A Beyonce of the world of literature 

I love reading. I always have. I read everything; history, biographies, crime novels, classics. 

One of my favourite things in the world is to find new authors. To try something new, find out that I love it and then discover that the author has wrotten many more books. It is like striking gold or finding oil. 

A few years ago I found Chimamanda Ngozi Adichie. 


I saw a book called ‘Half of a Yellow Sun’ and was about Biafra. I think it was 2007. An amazing book. I have always liked authors that have the ability to ‘write big’. 


Chimamanda Ngozi does that. She writes big. It doesn’t matter if she describes a small thing or a detail, it is always written as it was the most important thing in the world. 

“I think you travel to search and you come back home to fond yourself there”

Today she has written five books and a number of short stories. She has received awards and lroces for her books all around the world. Her real breakthrough internationally came with her third novel, Americanah’ which tells the story of a young Nigerian woman who emigrates to the United States for a university education and stays for work. 

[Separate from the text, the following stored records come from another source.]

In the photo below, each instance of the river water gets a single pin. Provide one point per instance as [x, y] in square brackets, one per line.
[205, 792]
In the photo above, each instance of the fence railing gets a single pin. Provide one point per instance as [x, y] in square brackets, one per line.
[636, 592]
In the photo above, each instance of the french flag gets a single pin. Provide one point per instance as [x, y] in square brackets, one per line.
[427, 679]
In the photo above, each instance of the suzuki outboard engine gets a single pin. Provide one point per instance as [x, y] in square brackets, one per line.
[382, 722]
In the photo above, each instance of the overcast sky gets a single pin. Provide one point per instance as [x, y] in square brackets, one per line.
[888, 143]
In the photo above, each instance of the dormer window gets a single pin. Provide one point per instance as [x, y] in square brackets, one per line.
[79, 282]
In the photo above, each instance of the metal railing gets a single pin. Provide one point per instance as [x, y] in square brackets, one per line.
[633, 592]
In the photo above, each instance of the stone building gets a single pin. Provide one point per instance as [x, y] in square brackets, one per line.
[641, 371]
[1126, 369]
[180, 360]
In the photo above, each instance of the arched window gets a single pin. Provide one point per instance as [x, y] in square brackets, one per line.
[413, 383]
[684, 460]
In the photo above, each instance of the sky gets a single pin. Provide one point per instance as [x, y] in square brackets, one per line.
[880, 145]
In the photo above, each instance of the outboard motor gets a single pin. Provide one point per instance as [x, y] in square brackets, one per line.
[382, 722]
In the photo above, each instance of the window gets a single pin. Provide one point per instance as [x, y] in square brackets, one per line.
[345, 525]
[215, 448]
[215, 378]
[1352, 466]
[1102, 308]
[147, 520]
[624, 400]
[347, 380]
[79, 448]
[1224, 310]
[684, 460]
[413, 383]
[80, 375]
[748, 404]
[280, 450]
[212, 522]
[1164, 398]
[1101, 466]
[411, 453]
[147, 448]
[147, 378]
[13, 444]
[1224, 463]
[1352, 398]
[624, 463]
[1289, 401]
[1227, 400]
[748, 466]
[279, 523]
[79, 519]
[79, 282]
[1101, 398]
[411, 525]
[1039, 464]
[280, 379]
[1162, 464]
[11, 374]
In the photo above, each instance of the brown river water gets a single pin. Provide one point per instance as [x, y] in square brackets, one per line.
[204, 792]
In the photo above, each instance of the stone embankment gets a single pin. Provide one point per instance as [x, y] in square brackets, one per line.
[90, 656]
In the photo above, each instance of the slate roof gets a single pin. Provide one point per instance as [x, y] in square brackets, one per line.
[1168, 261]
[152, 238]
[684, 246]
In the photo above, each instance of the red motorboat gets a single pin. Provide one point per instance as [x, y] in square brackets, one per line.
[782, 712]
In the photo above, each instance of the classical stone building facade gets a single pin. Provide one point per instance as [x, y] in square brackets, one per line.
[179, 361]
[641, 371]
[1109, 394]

The book was named one of the top 10 books of the year by New York Times. I fully agree, it is a fantastic piece of storytelling. A very important book, telling a story not known. On of my favourite quotes from Americanah is, “Racism should never have happened and so you don’t get a cookie for reducing it”. It is so true. 

Adichie has been called “the most prominent” of a procession of critically acclaimed young anglophone authors that is succeeding in attracting a new generation of readers to Africal literature.


Today Nigeria is the hottest literary country and Chimamanda is the authors’ equivalent of Beyoncé. She is the thing. 

Another famous quote from Chimamanda is, “There are some things that are so unforgivable that they make other things easily forgivable”. 
She is a superstar and a hero among stars on the litterature sky right now. She is also a very passionate feminist and has become one of the leaders and spokespersons of a new modern wave of feminism in Africa. She has said on feminism and writing, “I think of myself as a storyteller, but I would not mind at all if someone were to think of me as a feminist writer… I’m very feminist in the way I look at the world, and that world view must somehow be part of my work”. 


If you haven’t read her novels, start now. Before she becomes a Nobel Prize winner. It is just a matter of time.